![]() |
| Foto: Carmelo Bayo |
No existe. La combinación de algo simple, diáfano y a la vez profundo, es una quimera en cualquier campo artístico y por descontado en el musical. Muchos compositores vivieron en esa búsqueda llegando incluso a zambullirse en una amarga obsesión.
Urdiales como bien sabéis lleva en esto muchos años, pero "esto" para él no es salir a la plaza en la tardes de toros con capote, muleta y espada. Para él, el toreo empieza en esas mañanas solitarias de entrenamiento de salón en las que la mente, el cuerpo y el alma se ejercitan para conseguir que aquello que cuesta mucho esfuerzo, parezca natural y que aquello que se improvisa, sea fruto de horas y horas asimilando el a veces imperceptible movimiento de un músculo.

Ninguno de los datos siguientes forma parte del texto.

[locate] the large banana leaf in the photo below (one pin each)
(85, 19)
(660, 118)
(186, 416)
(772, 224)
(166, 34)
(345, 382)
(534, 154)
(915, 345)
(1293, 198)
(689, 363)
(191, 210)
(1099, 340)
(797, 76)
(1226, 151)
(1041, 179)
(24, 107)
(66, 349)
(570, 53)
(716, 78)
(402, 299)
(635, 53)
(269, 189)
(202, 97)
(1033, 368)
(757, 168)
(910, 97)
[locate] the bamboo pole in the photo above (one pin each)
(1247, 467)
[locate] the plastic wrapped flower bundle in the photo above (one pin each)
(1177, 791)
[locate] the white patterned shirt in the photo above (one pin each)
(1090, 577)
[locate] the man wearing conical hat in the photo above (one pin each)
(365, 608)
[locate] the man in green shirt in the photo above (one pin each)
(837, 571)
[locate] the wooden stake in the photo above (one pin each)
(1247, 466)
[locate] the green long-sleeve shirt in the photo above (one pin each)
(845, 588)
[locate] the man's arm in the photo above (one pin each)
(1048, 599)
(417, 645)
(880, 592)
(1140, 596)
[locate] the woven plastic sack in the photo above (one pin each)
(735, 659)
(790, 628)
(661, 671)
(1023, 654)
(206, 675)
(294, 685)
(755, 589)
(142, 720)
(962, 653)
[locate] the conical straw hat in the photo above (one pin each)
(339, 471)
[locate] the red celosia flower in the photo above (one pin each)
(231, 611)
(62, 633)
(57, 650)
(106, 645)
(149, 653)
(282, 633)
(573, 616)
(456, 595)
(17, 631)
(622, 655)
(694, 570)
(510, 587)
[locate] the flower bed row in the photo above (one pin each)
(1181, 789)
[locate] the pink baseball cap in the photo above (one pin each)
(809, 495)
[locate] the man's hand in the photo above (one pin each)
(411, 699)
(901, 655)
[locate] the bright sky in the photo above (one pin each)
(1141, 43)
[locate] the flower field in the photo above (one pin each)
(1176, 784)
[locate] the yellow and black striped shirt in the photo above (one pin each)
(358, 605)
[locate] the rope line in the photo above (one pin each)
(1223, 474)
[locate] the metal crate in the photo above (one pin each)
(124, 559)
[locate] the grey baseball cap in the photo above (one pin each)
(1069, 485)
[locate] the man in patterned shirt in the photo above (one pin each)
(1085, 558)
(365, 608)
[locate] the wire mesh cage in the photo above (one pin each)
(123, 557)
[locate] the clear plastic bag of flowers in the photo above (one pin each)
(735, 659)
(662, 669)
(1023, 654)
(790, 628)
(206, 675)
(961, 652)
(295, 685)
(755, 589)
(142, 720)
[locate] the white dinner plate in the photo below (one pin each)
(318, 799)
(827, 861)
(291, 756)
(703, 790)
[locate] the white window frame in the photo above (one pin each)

Ayer un servidor vio en Arnedo dos registros completamente diferentes de un mismo torero. Los dos válidos, los dos con su porqué y los dos con muchos matices claramente diferenciables del toreo de temporadas pasadas. Todo comenzó, o lo vimos nacer para el público, en aquella tarde mágica de Bilbao en 2025. Los que siempre hemos sido de Urdiales, tenemos que ir asimilando la evolución poco a poco, porque al torero, cada vez le salen más cosas del alma y eso a veces, a los profanos, nos resulta más complicado de entender para después poder descifrar lo que anda buscando, aunque yo me atrevería a resumirlo, siendo un poco osado, en una pequeña reflexión:
Cada vez más despacio, cada vez más suave y cada vez más armónico, pero sobre todo, cada vez más libre.
Una vez me dijo un doctor que lo que está funcionando bien, para qué lo vamos a tocar, pero una cosa es lo que te demanda el cuerpo y otra, lo que te pide el alma.